Per il ceo di Pershing Square, le politiche del tycoon hanno stimolato la crescita aziendale e sostenuto i mercati. Bene anche i dazi, ma resta il nodo Cina. E sulla Fed: “Politiche accomodanti giocano a favore”
Dopo molteplici attacchi da personalità di rilievo in quel di Wall Street, Donald Trump è finalmente riuscito a incassare l’apprezzamento di un big della finanza. Si tratta di Bill Ackman, ceo di Pershing Square Capital Management, che ai microfoni della Cnbc ha lodato il tycoon come il presidente più pro-business mai avuto dagli Stati Uniti. Un endorsement che si estende anche al terreno dei dazi, sebbene resti all’orizzonte il pericolo delle tensioni con la Cina. E intanto la view del guru sulla Fed è chiara: serve una politica accomodante.
Bill Ackman, ceo di Pershing Square Capital Management
Ackman, considerato il re degli hedge fund per la tendenza ad acquistare grandi partecipazioni in società quotate in modo da influenzarne governance e gestione, ha sottolineato come le scelte economiche dell’amministrazione Trump siano state capaci di rafforzare la competitività delle imprese ma anche di sostenere la crescita dei mercati finanziari. “Le sue riformefiscali e gli investimenti infrastrutturali hanno prodotto effetti molto positivi sul mondo del business,” ha detto, aggiungendo che “la Federal Reserve resta accomodantenel tagliare i tassi e questo completa il quadro favorevole per gli investitori”. Una frase che è stata letta da alcuni come apprezzamento anche nei confronti delle pressioni esercitate su Jerome Powell per allentare le maglie della politica monetaria.
Fiducia e cautela sui dazi
Pur riconoscendo i benefici generali delle politiche economiche trumpiane, Ackman ha espresso di aver nutrito un certo timore per i dazi annunciati lo scorso aprile. “Vedendo la reazione dei mercati il giorno dopo”, ha ammesso, “mi sono un po’ preoccupato ma il presidente ha ascoltato e rivisto il suo approccio dopo la mia raccomandazione di prendersi una pausa prima dell’attuazione”. Un aggiustamento che, secondo il gestore, ha contribuito a riportare fiducia a Wall Street e innescare un rally. Dopo il breve sell-off seguito alla notizia sulle tariffe, l’indice S&P 500 è infatti salito del 19% e si avvia a chiudere il 2025 con un guadagno complessivo vicino al 15% per il terzo anno di fila. “Mi fido del presidente,” ha aggiunto Ackman. “Penso che stia facendo un lavoro eccellente”.

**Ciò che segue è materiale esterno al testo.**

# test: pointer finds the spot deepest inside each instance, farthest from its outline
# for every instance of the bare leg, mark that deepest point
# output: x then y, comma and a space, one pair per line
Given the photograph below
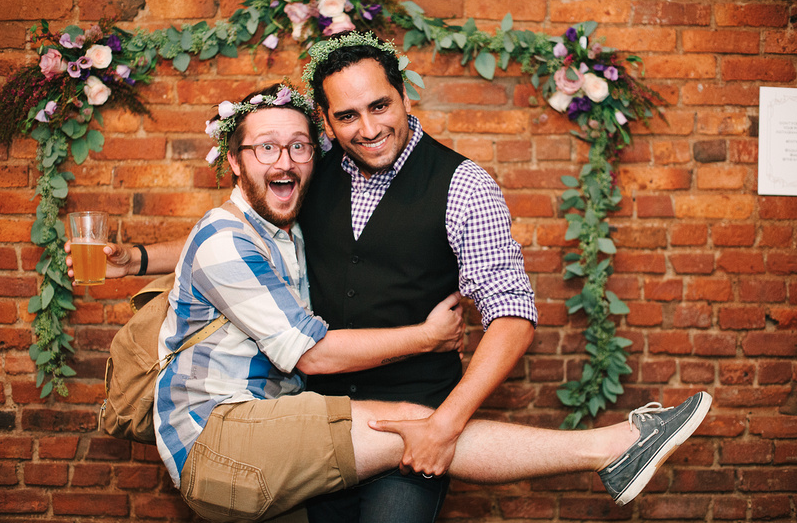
487, 451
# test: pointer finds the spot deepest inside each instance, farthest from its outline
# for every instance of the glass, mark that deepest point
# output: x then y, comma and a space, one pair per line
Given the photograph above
89, 230
268, 153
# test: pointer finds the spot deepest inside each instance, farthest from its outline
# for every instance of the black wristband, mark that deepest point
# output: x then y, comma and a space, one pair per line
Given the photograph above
144, 259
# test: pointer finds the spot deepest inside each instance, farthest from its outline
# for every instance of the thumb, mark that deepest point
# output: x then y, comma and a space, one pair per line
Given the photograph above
384, 426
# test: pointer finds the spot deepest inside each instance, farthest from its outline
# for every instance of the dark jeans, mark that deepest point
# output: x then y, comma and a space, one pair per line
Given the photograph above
392, 498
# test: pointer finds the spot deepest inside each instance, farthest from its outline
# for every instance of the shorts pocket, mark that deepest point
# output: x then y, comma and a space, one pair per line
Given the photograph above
223, 489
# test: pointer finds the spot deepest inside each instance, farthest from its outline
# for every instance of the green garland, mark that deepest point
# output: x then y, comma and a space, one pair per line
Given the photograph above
570, 66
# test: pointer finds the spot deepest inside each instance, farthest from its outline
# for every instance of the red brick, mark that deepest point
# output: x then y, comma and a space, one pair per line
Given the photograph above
90, 504
639, 262
680, 66
689, 234
737, 373
487, 121
720, 41
692, 263
776, 344
709, 289
658, 371
697, 93
91, 475
654, 207
741, 262
776, 236
46, 474
758, 290
758, 68
58, 447
669, 152
617, 11
742, 318
697, 372
751, 15
692, 315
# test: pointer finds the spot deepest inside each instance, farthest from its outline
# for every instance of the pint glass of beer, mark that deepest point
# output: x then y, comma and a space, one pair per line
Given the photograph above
89, 234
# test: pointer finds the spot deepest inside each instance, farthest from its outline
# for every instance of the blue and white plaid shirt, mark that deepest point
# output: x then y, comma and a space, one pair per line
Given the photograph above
223, 269
491, 269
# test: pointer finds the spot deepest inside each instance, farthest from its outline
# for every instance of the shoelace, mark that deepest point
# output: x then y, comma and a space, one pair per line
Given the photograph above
654, 407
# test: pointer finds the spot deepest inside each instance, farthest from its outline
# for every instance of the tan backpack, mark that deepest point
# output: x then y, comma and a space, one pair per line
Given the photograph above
132, 369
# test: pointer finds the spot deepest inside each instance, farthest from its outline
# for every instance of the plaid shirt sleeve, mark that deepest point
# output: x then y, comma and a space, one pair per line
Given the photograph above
491, 268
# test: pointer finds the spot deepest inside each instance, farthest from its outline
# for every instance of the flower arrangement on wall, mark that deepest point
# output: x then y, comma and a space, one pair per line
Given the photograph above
80, 72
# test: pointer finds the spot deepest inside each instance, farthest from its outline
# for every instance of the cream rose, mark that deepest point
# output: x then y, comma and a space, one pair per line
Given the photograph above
97, 92
100, 56
331, 8
560, 101
595, 88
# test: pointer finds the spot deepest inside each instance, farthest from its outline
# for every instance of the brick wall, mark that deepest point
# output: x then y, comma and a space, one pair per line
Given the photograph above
708, 267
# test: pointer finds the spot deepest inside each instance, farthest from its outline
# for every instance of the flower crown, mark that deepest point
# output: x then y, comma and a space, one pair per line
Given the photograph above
231, 114
320, 52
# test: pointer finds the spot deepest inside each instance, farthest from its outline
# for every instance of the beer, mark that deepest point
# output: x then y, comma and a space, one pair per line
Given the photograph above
88, 262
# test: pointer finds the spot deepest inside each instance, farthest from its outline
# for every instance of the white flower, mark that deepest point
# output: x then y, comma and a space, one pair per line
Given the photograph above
595, 88
331, 8
226, 109
100, 56
212, 155
123, 71
97, 92
560, 101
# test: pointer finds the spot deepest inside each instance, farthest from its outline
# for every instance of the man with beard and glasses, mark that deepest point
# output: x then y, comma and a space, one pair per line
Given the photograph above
240, 437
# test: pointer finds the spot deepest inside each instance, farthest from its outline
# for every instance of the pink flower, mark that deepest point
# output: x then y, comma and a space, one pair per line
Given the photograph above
271, 41
565, 84
52, 64
97, 93
298, 14
340, 25
100, 56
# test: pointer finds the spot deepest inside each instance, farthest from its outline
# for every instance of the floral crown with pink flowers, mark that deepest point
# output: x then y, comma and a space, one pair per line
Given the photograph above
231, 114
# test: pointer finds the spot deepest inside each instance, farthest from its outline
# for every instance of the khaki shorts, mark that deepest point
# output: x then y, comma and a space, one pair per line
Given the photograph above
257, 459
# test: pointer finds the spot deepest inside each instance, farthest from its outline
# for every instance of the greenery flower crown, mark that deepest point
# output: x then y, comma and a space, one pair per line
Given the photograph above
231, 114
320, 52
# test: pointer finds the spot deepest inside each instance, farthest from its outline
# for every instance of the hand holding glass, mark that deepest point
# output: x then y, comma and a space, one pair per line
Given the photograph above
89, 234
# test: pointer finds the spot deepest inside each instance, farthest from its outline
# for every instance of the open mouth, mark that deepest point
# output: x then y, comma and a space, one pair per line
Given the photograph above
282, 189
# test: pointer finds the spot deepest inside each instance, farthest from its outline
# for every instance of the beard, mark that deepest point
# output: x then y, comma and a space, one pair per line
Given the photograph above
257, 199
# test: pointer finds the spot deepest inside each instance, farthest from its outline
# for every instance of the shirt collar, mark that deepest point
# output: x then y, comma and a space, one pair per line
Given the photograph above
386, 175
272, 230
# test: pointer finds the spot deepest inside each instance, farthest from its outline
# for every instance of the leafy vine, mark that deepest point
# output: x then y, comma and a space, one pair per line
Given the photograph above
577, 76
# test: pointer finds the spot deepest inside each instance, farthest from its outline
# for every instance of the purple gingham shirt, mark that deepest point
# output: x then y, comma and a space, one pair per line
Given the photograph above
491, 269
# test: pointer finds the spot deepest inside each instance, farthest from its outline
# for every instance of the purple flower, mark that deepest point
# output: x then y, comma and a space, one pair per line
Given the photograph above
114, 43
578, 106
283, 97
271, 41
73, 69
371, 11
324, 22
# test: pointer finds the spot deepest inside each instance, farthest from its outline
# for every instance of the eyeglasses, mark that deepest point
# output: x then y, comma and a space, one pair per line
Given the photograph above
268, 153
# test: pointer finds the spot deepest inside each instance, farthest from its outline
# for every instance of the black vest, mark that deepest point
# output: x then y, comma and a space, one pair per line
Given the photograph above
399, 268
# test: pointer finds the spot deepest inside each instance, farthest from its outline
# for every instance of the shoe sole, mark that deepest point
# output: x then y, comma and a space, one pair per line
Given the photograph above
646, 474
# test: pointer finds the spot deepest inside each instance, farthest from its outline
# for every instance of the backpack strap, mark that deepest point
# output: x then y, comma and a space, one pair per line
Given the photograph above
216, 324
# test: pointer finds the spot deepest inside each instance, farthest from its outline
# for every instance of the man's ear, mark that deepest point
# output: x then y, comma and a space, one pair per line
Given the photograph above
233, 161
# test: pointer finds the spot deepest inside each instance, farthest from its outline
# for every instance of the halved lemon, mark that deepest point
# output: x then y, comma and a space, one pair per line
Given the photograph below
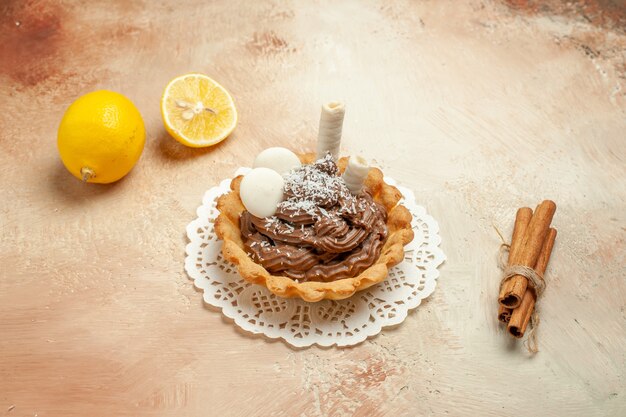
197, 111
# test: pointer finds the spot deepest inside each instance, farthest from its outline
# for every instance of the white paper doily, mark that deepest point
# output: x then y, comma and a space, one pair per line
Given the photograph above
346, 322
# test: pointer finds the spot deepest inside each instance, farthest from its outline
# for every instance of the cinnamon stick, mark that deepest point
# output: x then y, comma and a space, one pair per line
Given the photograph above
504, 314
520, 317
522, 218
513, 290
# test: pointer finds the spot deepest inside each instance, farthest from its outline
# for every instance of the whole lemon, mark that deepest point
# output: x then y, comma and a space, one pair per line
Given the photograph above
101, 137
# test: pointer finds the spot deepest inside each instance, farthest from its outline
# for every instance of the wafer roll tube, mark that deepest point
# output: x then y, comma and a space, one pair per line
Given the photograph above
331, 123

Meno regole e rischi geopolitici. Ma resta il nodo Cina
Secondo il fondatore di Pershing Square, un altro catalizzatore importante per il rally azionario post-elezioni è stato il favor politico verso la deregolamentazione. “Gli investitori si aspettavano che Trump avrebbe sostenuto le aziende e i mercati lo hanno riflesso immediatamente,” ha spiegato, ricordando che i titoli USA avevano reagito con forti rialzi già dopo la sua vittoria di novembre. Ackman ha anche evidenziato come il calo del rischio geopolitico percepito abbia contribuito a stabilizzare le Borse globali, pur ammettendo che le tensioni tra Stati Uniti e Cina restano tuttora un grande fattore di incertezza. “Mi piacerebbe che i rapporti tra Washington e Pechino fossero migliori,” ha detto, “ma rispetto a un anno le minacce legate alle tensioni internazionali sono inferiori”.
Rari minerali e indipendenza industriale
Le dichiarazioni di Ackman arrivano in un momento in cui gli Stati Uniti e la Cina si fronteggiano sul tema delle terre rare, materie prime strategiche per la realizzazione di tecnologie avanzate. Dopo le restrizioni imposte da Pechino all’export di queste commodities, Trump ha infatti risposto con un nuovo aumento dei dazi e con un accordo firmato con l’Australia per rafforzare una filiera di approvvigionamento alternativa. Un segnale chiaro della volontà di ridurre la dipendenza industriale dal Dragone, spingendo sulla costruzione di quelle che lo stesso tycoon ha recentemente definito “catene del valore più sicure e patriottiche”.